Ive even waited until 3am to try it so there is lower noise floor coming from the neighborhood traffic

And of course no HVAC no fans no lights on ( many bulbs make a slight buzzing or ringing sound)


----------



## AudiocRaver (Jun 6, 2012)

Of course, the idea of multiple sweeps it to be more immune to a disrupting sound, but I have seen nothing published saying just how they use the data. Reject a sweep that is much different than the rest? Just average it all together? Don't know.


----------



## gazoink (Apr 17, 2013)

Did an Audyssey pro cal once, kept having measurements booted for high noise levels noise I couldn't hear. I got out the RTA, an sure enough, every time a truck would go by half a block a way we'd get lots of noise in the 20Hz band. Finally had to send a guy out to watch for trucks before each measurement, but we got 'er done. 

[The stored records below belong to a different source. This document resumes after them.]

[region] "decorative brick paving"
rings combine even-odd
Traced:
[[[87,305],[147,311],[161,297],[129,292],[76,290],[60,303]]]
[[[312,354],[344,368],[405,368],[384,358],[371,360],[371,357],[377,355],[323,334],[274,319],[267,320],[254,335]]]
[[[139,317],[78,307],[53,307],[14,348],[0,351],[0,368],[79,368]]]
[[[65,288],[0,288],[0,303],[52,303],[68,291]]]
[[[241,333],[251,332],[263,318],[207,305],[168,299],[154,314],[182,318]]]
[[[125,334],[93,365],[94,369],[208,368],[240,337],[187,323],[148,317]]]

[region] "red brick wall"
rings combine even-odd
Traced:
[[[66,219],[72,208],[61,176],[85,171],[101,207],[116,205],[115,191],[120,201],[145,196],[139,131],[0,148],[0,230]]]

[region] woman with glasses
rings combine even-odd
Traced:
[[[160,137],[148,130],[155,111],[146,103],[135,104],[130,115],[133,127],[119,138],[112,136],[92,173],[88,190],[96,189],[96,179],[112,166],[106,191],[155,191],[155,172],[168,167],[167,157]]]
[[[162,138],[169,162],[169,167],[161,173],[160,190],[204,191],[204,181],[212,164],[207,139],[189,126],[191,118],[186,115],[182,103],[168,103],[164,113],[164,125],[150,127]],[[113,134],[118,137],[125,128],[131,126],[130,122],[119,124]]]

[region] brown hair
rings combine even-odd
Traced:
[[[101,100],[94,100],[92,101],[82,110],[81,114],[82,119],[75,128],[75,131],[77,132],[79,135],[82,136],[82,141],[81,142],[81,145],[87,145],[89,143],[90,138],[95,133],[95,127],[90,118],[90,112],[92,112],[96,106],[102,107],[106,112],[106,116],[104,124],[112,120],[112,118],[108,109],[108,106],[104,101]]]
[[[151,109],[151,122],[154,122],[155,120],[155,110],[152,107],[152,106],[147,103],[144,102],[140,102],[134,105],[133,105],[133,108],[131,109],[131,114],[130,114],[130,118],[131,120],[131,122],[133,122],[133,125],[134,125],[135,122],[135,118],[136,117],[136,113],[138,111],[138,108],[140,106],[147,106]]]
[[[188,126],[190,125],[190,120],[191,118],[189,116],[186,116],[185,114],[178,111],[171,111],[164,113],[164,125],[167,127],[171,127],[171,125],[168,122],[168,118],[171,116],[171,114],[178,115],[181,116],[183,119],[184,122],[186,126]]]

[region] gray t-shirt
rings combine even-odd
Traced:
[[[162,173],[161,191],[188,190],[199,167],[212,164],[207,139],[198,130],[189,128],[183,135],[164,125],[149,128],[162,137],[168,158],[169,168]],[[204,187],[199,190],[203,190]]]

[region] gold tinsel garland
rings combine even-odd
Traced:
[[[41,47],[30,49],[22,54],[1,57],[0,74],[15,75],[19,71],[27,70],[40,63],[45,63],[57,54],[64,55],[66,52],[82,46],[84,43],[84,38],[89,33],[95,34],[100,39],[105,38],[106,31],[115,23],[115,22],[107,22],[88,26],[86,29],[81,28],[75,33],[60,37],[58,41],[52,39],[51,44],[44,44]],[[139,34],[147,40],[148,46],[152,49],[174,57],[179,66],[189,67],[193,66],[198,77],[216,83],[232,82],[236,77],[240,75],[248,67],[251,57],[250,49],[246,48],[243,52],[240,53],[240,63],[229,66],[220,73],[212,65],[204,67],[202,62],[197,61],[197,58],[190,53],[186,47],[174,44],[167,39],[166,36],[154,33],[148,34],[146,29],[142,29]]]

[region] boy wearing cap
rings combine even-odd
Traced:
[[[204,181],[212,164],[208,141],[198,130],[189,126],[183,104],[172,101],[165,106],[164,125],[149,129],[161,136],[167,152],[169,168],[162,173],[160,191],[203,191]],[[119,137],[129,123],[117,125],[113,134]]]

I've never had problems with consistent noises though, like HVAC or small buzzes. Seems to ignore those pretty well, though occasionally if the chirp is buried in noise it will run again automatically at a higher level.


----------



## Wayne A. Pflughaupt (Apr 13, 2006)

gazoink said:


> I've never had problems with consistent noises though, like HVAC or small buzzes. Seems to ignore those pretty well...


Right – my experience has been that noise below the threshold of the test signal won’t register. Once when I was doing the pink noise and RTA on my system my wife started doing something in the adjacent kitchen and was clanging a bunch of dishes around in the sink. It didn’t even register on the RTA.

Regards, 
Wayne


----------



## mdrums (Jan 1, 2007)

I wait till 1-2am and turn off the A/C...but my projector fan is running so I always wondered how that fan noise affected the outcome of Audessey's eq for my system???


----------



## gazoink (Apr 17, 2013)

mdrums said:


> I wait till 1-2am and turn off the A/C...but my projector fan is running so I always wondered how that fan noise affected the outcome of Audessey's eq for my system???


No effect at all.


----------